Athenian society was not in meltdown, but it was far from tranquil. Perhaps a useful parallel would be the tumult experienced by much of the ‘first world’ in the 1960s. The ‘hippie revolution’ was a genuine social crisis, and a number of important social ideas took root which have caused permanent changes in areas such as business practices, healthcare, religion, treatment of the environment, attitudes towards women and tolerance of ‘alternative’ lifestyle choices, to name only the most important. But North American or European society after the changes was still recognizably the same as it was before. Historians in the future will look back and find plenty of continuities, and some of them will doubt the relevance of the term ‘crisis’, as do some historians of classical Athens; but anyone who lived through those times had no doubt that it was precisely applicable. Apart from anything else, dozens of young people around the world were legally killed by the authorities for trying to bring about these changes, so it should come as no surprise that the Athenian crisis, one aspect of which was also inter-generational conflict, could also prove deadly – as it did for Socrates, charged with corrupting the young.
Social crises do not occur unless there is a critical level of dissatisfaction with the way things are.
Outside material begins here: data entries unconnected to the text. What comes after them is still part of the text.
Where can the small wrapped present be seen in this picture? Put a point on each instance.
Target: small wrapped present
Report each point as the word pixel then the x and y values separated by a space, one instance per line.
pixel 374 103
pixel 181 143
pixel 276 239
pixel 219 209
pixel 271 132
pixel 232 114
Although there were rumblings as early as the 430s, when political divisions in Athens became sharper and gave aristocrats a focus for their discontent, 415 was the watershed year, when all the latent tensions were brought out into the open and helped to queer the Sicilian expedition, which more or less ended Athenian hopes for a successful outcome to the war. The effect of the stresses was only accelerated by the realization that, unless the gods or Alcibiades could produce a miracle, defeat was assured. Apart from any of the other critical factors, imagine yourself an Athenian living, day after day, year after year, with the knowledge that before long you would become subject to your deadliest enemy.
But that was one of the few certainties of the time. What particularly characterizes the Athenian crisis is uncertainty, the inability to stay on track. Above all, the oligarchic coup of 411 is plain evidence of crisis. So are the ext
reme reactions that marred the wartime landscape: the massacres at Scione and Melos, the legitimizing in 410 of the death penalty for ‘enemies of democracy’, the witch-hunt of 415: even if there was a genuine threat to the constitution, panic was never going to be the best way to deal with it. These are clear signals from a society under stress.
The notorious ‘fickleness’ for which the critics castigated democracy was also a symptom of panic – of first over-reacting and then having to find ways to compensate. Within a day or two in 433 BCE, the Athenians voted first not to interfere in Corcyran affairs and then to do so – a decision that played a major part, as they knew, in provoking the Peloponnesian War. In 430 they deposed and impeached Pericles, only to reinstate him the following year. Within twenty-four hours in 428, they changed their minds about how severely to punish Mytilene. In 415, they were wholeheartedly committed to the Sicilian expedition, but after it had failed, they took no responsibility themselves: ‘It was as if they themselves had never voted for the expedition: they were angry with the politicians who had recommended it, and with the oracle-experts, the seers and others whose divinations had encouraged them to expect to conquer Sicily.’ They banished and cursed Alcibiades in 415, recalled him in 408, and banished him again a few months later; they felt he was dangerous, but this arbitrary treatment betrays weakness and a crisis of confidence: they were not sure they could contain him. They insisted that they had the right to try the Arginusae generals in 406, but a few days later they changed their minds and punished some of those who had insisted on the mass trial.